“The Breaking Ice,” from writer/director Anthony Chen, is about three lost souls facing the frozen world outside and in. It takes place in the midst of winter, near the border of China and North Korea. The scenes of ice and snow are exquisitely composed and lit, with a score that often includes soft, shimmery chords that evoke the feeling of breathing frigid air. They also evoke the film’s tone, more a mood piece than a plot-driven, structured narrative.
The title is taken literally from the first scene, where we see people making bricks out of ice, and shortly after, when we meet Li Haofeng (Haoran Liu), who crunches the ice from his drink as he attends a reception following the wedding of a Korean colleague. He barely interacts with the other guests. Instead, he wanders off to the roof, gazing down at the wintery landscape, clearly thinking about jumping. But a tour bus pulls up, with Nana (Dongyu Zhou) leading Chinese visitors through the expat Korean community near the Changbai Mountains. The next day, Haofeng joins the tour, though he remains disconnected and remote.
Nana takes the group to see Korean dancing and eat Korean food at a restaurant where Han Xiao (Chuxiao Qu) works. The tourists can even rent Korean dresses to take selfies in before they go home. Haofeng loses his cell phone, which is also his digital wallet. Nana has never accepted any of Han’s invitations to go out, but she feels sorry for Haofeng and agrees to meet Han, bringing Haofeng along. After a drunken night together, with Nana on a break from her job, Haofeng misses his plane home and the three of them begin to form a tentative, if temporary, found family, going dancing, daring each other, peering across the border, climbing a steep, remote, snowy trail to see Heaven Lake.

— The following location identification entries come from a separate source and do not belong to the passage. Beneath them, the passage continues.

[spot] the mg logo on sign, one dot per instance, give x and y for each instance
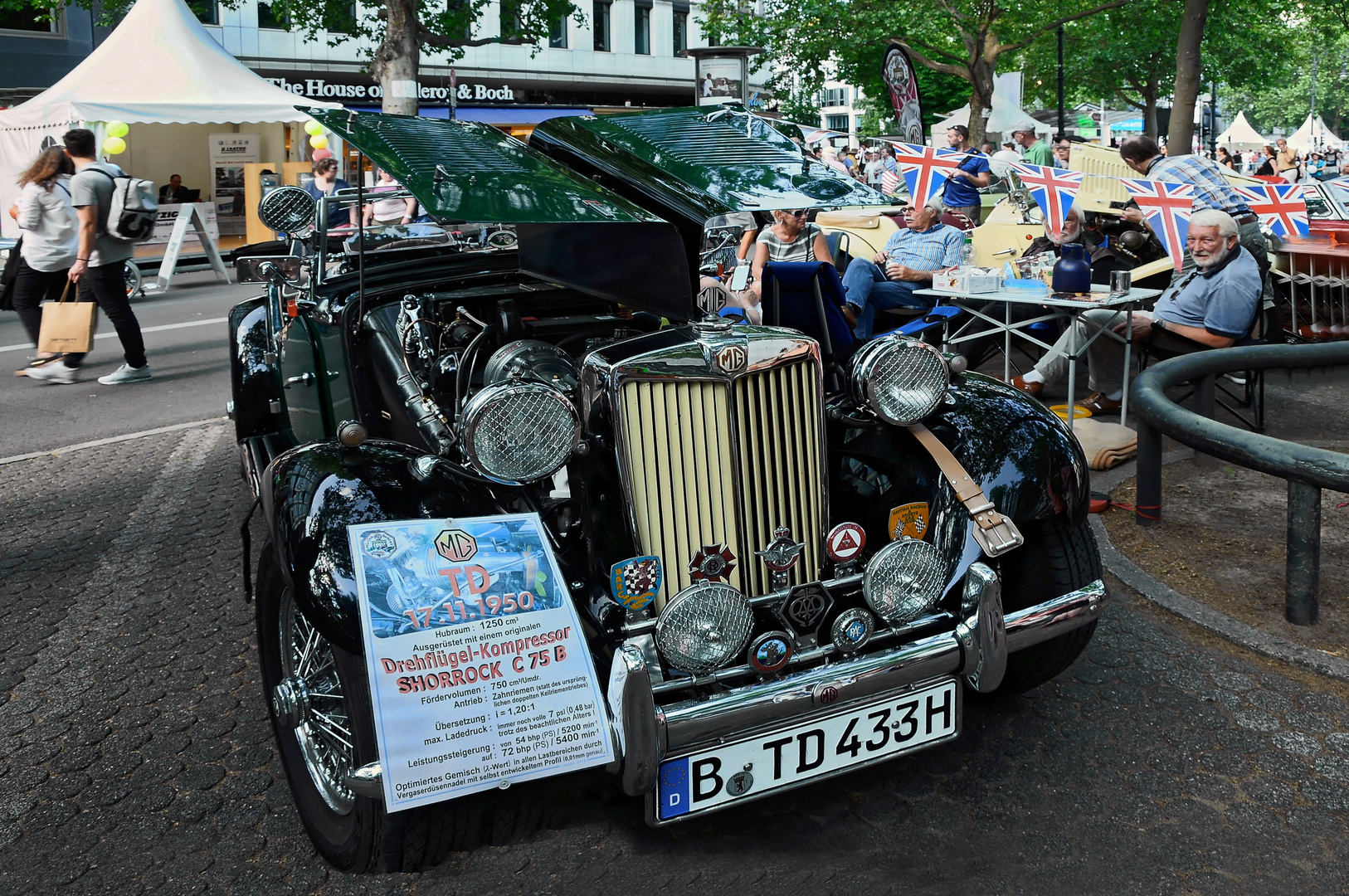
(456, 545)
(733, 358)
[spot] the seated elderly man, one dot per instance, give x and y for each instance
(1211, 307)
(1103, 260)
(911, 256)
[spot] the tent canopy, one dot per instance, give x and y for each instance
(1241, 135)
(158, 66)
(1314, 137)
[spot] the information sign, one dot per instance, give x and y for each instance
(480, 674)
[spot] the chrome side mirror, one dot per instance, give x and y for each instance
(288, 209)
(266, 269)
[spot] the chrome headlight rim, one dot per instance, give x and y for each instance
(698, 599)
(883, 563)
(862, 379)
(476, 409)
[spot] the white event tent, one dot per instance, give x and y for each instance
(1314, 137)
(159, 66)
(1241, 135)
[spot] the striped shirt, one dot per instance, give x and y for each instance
(937, 247)
(1210, 187)
(799, 250)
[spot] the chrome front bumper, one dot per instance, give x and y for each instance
(976, 650)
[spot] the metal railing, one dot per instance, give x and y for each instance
(1308, 470)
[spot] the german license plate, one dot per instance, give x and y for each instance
(829, 745)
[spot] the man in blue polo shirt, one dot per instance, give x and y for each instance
(972, 173)
(911, 256)
(1213, 307)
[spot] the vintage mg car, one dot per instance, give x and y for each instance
(851, 538)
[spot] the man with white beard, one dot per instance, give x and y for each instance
(1103, 260)
(1213, 307)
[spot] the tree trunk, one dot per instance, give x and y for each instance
(981, 99)
(1187, 77)
(398, 58)
(1150, 110)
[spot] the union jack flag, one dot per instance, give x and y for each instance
(926, 169)
(1053, 191)
(1282, 207)
(1167, 209)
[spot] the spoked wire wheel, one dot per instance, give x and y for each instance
(310, 699)
(319, 702)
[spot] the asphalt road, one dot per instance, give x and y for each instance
(189, 361)
(135, 753)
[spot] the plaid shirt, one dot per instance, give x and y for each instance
(1210, 187)
(930, 250)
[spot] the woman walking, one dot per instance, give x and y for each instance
(50, 241)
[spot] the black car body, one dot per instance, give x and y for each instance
(357, 381)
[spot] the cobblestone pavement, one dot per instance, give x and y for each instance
(135, 756)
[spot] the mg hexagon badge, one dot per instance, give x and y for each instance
(636, 582)
(732, 359)
(456, 545)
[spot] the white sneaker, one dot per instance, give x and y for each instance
(126, 374)
(53, 373)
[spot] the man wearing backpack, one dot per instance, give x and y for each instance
(100, 263)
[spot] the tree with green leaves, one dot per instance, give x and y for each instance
(958, 38)
(402, 30)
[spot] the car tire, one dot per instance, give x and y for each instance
(346, 829)
(358, 835)
(1054, 560)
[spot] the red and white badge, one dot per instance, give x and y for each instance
(845, 542)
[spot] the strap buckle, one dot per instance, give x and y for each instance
(995, 533)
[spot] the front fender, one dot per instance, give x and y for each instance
(1017, 450)
(314, 491)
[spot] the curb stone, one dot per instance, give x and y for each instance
(1172, 601)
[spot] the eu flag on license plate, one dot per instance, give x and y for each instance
(672, 794)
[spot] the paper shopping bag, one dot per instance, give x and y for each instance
(66, 325)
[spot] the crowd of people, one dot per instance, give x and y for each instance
(66, 196)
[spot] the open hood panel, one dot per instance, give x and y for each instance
(469, 172)
(700, 162)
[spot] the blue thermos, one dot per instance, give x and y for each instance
(1073, 270)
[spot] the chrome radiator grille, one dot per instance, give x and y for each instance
(711, 462)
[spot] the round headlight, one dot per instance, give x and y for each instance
(519, 432)
(900, 379)
(904, 581)
(704, 626)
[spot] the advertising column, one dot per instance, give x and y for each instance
(480, 674)
(228, 154)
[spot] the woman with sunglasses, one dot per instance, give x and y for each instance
(788, 239)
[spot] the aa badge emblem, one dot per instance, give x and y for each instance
(909, 521)
(636, 582)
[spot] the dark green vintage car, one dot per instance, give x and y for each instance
(834, 540)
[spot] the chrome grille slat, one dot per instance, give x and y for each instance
(713, 462)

Like his characters, Singaporean Chen places himself in an unfamiliar country. Haofeng, Nana, and Han all left their homes to try to escape expectations and memories, and all found instead a sense of dislocation. Nana says, “I’ve been away for so long I am not even sure where home is.” Haofeng says, “I went away only to learn nothing is different, just working harder.”
Even when Nana has sex with one of the men, it is more about obliterating her feelings than any kind of connection or intimacy, just like when she gets falling-down drunk. We begin to see that it is not because she does not like Han that she keeps rejecting him, sometimes rudely. It is because she does like him and she does not like herself.
Chen is influenced by the French New Wave, and there are echoes of “Bande à part” and “Jules and Jim.” But do not let the meandering series of scenes, underscoring the characters’ aimlessness, allow you to overlook Chen’s precision in even the smallest detail. One scene shows Nana, Han, and Haofeg at a distance, in an outdoor setting laid out to suggest a clock, as the score chimes to let us know that while they may feel stuck in time, it nevertheless continues. Han’s interactions with his young nephew, who says he wants to follow Han’s example, Haofeng’s refusal to respond to calls about missing his therapy appointments, and Nana’s painfully awkward meeting with a former colleague show us that they are not as removed from their pasts as they hoped. Ultimately, those ice cubes Haofeng used to crunch turn into one gently passed back and forth between the trio, and then, one held aloft, the drop of icy water on his cheek blending with the tears he has held back for too long.
Some of the details get heavy-handed. The group visits the zoo, gazing at the caged animals. Haofeng’s watch, commented on twice as being very expensive, stops working. But the visual poetry of the images keeps the tone lyrical, and by the time the tour guide herself becomes a tourist, even being prevented from seeing Heaven Lake by the weather, we share the characters’ renewed belief in possibility.